L’ÉGLISE SAINT PAUL-SAINT LOUIS À PARIS


Je vous propose de nous rendre aujourd’hui en plein cœur du quartier du Marais, à Paris, lieu résidentiel de l’aristocratie jusqu’à la Révolution, abandonné au 19e siècle, puis restauré dans les années 1960 par André Malraux, avant de devenir un quartier branché, commercial, culturel et couru de la vie nocturne, dans les années 1990. Mais aujourd’hui, pas de verre en terrasse prévu (ou peut-être plus tard) mais la visite de la très belle église Saint Paul-Saint Louis, au 99 rue Saint-Antoine, près du métro Saint-Paul (ligne 1).

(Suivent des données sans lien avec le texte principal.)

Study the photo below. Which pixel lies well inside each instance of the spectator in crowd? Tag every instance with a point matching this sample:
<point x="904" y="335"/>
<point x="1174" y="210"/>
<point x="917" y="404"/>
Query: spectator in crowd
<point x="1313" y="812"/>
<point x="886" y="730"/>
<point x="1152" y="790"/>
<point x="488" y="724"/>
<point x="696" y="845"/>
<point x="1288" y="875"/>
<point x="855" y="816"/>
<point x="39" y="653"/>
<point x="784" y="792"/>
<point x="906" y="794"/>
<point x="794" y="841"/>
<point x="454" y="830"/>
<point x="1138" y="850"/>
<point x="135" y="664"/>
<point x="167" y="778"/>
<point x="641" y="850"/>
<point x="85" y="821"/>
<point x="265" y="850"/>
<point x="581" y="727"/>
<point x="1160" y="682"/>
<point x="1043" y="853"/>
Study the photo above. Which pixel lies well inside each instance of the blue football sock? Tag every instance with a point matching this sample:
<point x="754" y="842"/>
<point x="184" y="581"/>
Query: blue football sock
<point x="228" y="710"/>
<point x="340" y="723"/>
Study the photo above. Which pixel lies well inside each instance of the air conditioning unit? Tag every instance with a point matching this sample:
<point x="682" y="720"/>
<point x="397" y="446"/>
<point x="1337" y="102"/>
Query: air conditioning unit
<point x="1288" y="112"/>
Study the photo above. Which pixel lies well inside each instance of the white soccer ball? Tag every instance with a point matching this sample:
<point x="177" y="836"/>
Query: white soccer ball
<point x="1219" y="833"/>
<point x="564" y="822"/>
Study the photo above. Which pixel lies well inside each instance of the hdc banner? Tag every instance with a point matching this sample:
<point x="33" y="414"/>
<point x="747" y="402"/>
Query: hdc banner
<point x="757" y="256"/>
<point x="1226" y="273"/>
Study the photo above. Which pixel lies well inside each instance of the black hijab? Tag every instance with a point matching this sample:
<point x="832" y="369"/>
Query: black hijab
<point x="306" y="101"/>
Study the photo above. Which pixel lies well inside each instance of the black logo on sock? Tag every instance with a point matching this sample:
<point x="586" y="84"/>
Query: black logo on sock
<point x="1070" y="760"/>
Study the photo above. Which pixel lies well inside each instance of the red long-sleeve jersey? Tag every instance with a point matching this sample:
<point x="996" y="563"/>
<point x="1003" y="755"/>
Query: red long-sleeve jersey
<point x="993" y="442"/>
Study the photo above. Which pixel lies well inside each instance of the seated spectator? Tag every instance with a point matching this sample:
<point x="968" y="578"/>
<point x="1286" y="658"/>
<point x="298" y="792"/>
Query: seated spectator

Le terrain est offert par le roi Louis XIII (règne.1610-1643) aux Jésuites en 1627 afin d’y bâtir une église. Ces derniers sont installés dans le lycée Charlemagne voisin depuis 1580 où ils ont fondé une maison professe (résidence pour les prêtres jésuites). La première pierre de cette église dédiée à Saint Louis est posée le 16 mars 1627, et elle sera consacrée le 9 mai 1641 par une messe prononcée par le Cardinal de Richelieu. Réalisé par le père François Derand sur les plans du frère Martellange, l’édifice à l’architecture de style baroque italien s’inspire de l’église du Gesù à Rome. Parmi les prédicateurs qui y ont œuvré, le père Bourdaloue, dont les restes reposent dans la crypte, est le plus célèbre, contribuant par ses prêches à faire la renommée de l’église. Fermée à la Révolution, l’église Saint Louis est vidée de son riche mobilier, et les reliquaires des cœurs de Louis XIII et Louis XIV seront fondus (les cœurs, eux, seront réduits en poudre et mélangés à de l’huile par le peintre Saint-Martin qui utilisera cette substance pour ses peintures. Il paraît que cette mixture appelée ‘mumie’ est efficace pour glacer les toiles). De 1795 à 1804, le couvent attenant devient École centrale (établissement d'enseignement public créé sous la Révolution) puis lycée. L’église devient paroissiale en 1802 et prend le nom de Saint Paul-Saint Louis après que l’église Saint-Paul, située dans la rue voisine du même nom, a été détruite en 1799.


La façade agrémentée de colonnes classiques, refaite dans un style baroque flamand par Victor Baltard au 19e siècle, cache le superbe dôme que l’on découvre en prenant du recul. Sous la statue de Saint Louis située au troisième et dernier niveau, l’horloge est celle de l’ancienne église Saint-Paul. On notera par ailleurs sur la porte le S et le P puis le S et le L entrelacés pour Saint Paul et Saint Louis.


Entrons. De l’extérieur, on ne soupçonne pas combien l’intérieur est grandiose, notamment grâce au dôme et à sa lumière zénithale qui arrose tout l’édifice. A l’entrée, les deux coquilles de bénitiers ont été offertes par Victor Hugo qui habitait non loin place des Vosges.

La nef est bordée de plusieurs chapelles dédiées à Saint Vincent de Paul ou à Sainte Geneviève, mais il faut surtout s’attarder sur les deux sublimes chapelles du transept :

  • La chapelle de la Vierge dans le croisillon de droite du transept, dont la statue de la Vierge à l'Enfant, réalisée par Léonard Agathon (1828) trône au centre de l’autel offert en 1828 par la duchesse d'Angoulême, Marie-Thérèse de France, la fille ainée de Louis XVI et Marie-Antoinette qui a survécu à la prison du Temple et à la Révolution.

  • La chapelle du Sacré Cœur dans le croisillon gauche du transept, dont la statue du Sacré-Cœur de Jésus a été réalisée au 19e siècle par Jean-Marie Bonnassieux (1810-92).


L’autre chapelle remarquable, et l’un des points d’attraction de l’église, est la chapelle de la ‘Vierge de douleur’ dont la statue expressive, réalisée par Germain Pilon en 1586, avait été prévue par Catherine de Médicis pour la rotonde des Valois à la basilique Saint-Denis. Enfin, parmi tous les trésors dont elle rescelle, l’église accueille un autre chef-d’œuvre du 19e siècle : un tableau d’Eugène Delacroix, ‘Le Christ au jardin des Oliviers’ (1827).

Si vous passez dans le quartier du Marais, très riche de patrimoine, ne manquez pas de vous arrêter à l’église Saint Paul-Saint Louis.